The Celts were not influenced by Augustine the way that the Roman Church was. In other words, they did not believe in a dual view of reality. This mindset never entered the Celtic Christian Church. The belief in the goodness of creation and all material being was too strong for this.

Theirs was an open church, open to people and evangelistic in its approach to the society. There was a belief in social justice. The church was open to study and the intellectual pursuit of learning, believing that the mind is a gift to be nourished and developed.

This description of the Celtic people is based on Timothy J. Joyce’s excellent book Celtic Christianity: A Sacred Tradition, A Vision of Hope, He tells us that Celtic spirituality will not let us go it alone. It shows us a way of being Christian together:

I believe it is very natural to look back at the faith we had as children and consider it as normative, ‘what ought to be.’ . . . Some feel they have lost their faith because they no longer feel that way. But what is missed here is the opportunity to grow in faith. Real faith development means change, conversion, transformation. . . This can be found only by going forward, sometimes through darkness, always in faith and prayer. . . The spiritual journey requires work and commitment. The Celtic way has shown how this might be done, (p. 159).

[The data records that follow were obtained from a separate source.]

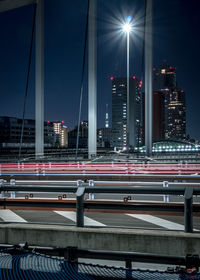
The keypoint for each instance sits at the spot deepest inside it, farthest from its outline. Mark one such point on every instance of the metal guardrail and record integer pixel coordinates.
(72, 254)
(82, 188)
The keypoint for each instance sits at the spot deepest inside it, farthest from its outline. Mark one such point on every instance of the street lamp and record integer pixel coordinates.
(127, 29)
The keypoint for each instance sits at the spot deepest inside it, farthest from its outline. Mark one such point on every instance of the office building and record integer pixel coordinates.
(119, 112)
(11, 128)
(60, 133)
(83, 136)
(175, 122)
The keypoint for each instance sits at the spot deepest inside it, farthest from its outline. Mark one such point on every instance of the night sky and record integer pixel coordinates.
(176, 40)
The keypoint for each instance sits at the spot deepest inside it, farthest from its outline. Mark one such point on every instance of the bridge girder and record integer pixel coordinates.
(6, 5)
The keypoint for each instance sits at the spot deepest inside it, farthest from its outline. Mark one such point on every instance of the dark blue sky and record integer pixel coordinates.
(176, 39)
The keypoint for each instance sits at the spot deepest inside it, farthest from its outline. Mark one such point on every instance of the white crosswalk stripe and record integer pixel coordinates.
(10, 216)
(157, 221)
(72, 216)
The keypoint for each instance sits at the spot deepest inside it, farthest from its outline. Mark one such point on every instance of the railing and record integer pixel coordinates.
(72, 254)
(98, 168)
(82, 188)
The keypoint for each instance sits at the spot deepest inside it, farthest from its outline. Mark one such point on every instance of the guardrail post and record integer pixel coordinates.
(2, 193)
(129, 268)
(12, 182)
(188, 209)
(166, 196)
(91, 184)
(80, 204)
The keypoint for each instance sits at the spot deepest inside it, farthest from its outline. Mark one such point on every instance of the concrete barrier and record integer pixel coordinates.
(113, 239)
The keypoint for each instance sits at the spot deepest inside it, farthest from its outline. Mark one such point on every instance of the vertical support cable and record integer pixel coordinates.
(27, 81)
(92, 80)
(148, 76)
(82, 78)
(128, 97)
(188, 210)
(39, 83)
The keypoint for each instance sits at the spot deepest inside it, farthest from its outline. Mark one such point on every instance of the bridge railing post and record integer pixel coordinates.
(13, 183)
(91, 184)
(80, 204)
(188, 209)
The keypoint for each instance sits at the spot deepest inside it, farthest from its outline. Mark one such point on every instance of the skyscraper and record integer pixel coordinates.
(172, 104)
(119, 112)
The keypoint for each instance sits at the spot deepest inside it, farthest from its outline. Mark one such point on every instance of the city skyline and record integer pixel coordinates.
(63, 55)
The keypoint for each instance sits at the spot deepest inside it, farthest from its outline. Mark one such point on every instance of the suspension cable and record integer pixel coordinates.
(27, 80)
(82, 79)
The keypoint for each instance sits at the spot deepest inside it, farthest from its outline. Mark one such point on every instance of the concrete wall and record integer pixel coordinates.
(114, 239)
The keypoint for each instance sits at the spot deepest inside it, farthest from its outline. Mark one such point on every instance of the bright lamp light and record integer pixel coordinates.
(127, 27)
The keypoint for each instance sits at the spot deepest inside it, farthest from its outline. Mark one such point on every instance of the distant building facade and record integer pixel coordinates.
(60, 133)
(169, 105)
(83, 136)
(119, 112)
(10, 133)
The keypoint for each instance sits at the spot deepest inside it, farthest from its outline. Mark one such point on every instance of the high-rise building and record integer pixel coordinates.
(83, 136)
(171, 113)
(119, 112)
(164, 77)
(158, 116)
(107, 118)
(175, 124)
(11, 128)
(60, 133)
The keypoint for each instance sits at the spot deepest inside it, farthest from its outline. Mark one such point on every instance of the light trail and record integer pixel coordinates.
(101, 168)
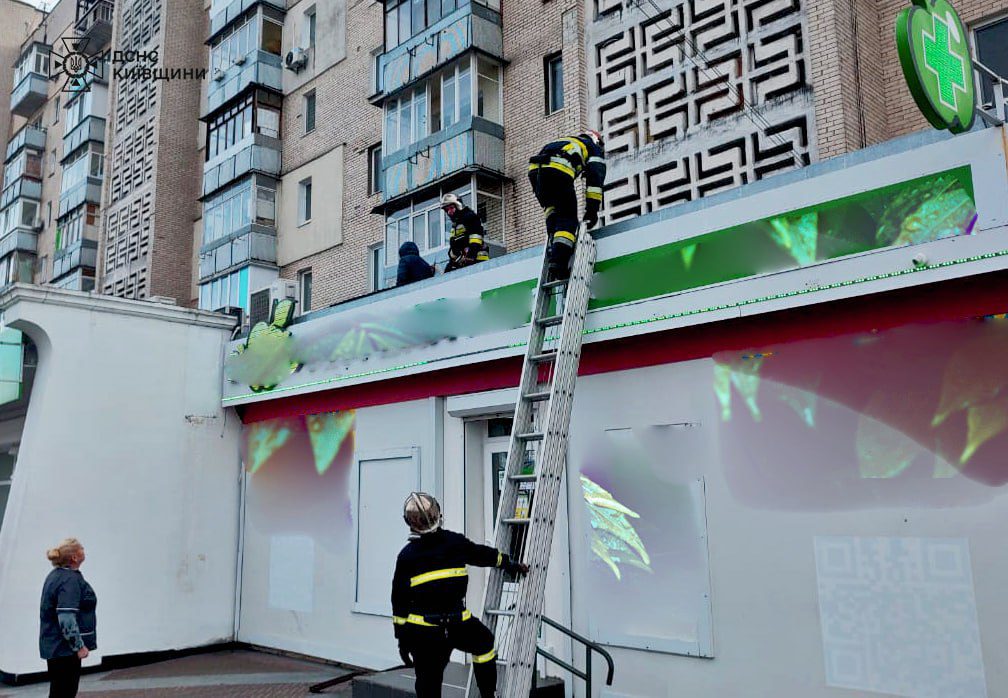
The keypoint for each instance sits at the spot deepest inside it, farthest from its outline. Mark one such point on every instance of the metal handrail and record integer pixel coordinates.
(590, 647)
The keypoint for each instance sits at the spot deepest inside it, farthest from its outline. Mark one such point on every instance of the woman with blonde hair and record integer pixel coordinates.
(67, 631)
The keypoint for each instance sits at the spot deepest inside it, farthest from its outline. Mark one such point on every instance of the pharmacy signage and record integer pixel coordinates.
(934, 53)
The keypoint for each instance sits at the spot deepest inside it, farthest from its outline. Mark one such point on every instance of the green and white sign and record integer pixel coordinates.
(934, 52)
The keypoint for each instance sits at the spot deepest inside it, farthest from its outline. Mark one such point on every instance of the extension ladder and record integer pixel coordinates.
(535, 465)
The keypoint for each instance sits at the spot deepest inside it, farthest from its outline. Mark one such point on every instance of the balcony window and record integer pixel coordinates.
(228, 211)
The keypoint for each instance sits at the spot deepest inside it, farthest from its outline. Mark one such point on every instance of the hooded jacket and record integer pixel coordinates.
(412, 267)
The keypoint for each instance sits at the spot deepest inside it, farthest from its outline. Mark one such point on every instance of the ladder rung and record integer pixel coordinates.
(500, 611)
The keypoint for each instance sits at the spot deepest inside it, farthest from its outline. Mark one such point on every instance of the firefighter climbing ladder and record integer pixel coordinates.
(535, 465)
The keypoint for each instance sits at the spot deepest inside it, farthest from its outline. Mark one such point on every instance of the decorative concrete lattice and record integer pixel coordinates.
(697, 96)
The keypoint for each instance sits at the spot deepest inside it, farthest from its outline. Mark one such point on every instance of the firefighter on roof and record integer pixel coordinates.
(466, 244)
(552, 173)
(428, 592)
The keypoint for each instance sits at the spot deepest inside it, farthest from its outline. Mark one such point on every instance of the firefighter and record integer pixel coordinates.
(428, 592)
(466, 244)
(552, 173)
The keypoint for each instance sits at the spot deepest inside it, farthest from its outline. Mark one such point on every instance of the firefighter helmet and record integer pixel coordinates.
(421, 512)
(451, 200)
(596, 137)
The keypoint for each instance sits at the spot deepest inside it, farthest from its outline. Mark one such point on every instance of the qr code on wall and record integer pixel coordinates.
(899, 616)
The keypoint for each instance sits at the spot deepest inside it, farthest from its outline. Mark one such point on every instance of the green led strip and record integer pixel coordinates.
(658, 319)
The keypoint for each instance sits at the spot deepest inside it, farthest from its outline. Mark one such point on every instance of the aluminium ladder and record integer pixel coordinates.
(535, 466)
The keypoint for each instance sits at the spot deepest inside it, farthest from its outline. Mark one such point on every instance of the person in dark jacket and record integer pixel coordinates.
(67, 622)
(552, 173)
(428, 592)
(412, 267)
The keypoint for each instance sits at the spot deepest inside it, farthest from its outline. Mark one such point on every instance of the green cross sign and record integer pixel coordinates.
(934, 54)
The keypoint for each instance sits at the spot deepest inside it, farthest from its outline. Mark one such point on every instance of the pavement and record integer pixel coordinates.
(225, 674)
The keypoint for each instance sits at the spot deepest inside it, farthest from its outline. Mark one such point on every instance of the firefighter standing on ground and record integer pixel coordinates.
(428, 592)
(552, 173)
(466, 244)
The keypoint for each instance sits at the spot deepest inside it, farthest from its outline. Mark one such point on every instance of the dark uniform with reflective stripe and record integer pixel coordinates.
(466, 244)
(428, 608)
(552, 173)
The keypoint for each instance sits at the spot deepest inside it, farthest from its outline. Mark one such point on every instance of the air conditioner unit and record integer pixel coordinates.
(261, 302)
(295, 60)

This brings us back to prayer–a major component of how spiritual growth “might be done.” The Psalms are the heart of Celtic prayer, Joyce says:

We need to pray with the whole of ourselves, my full person in harmony with all creation, not just with words but going beyond words, using heart, images, and body. . . . If we can do this, we will find our prayer is our life and our life is our prayer,” (p. 157, 158).

And so I have to come to think that claiming a life of prayer is one way of claiming Celtic Christianity.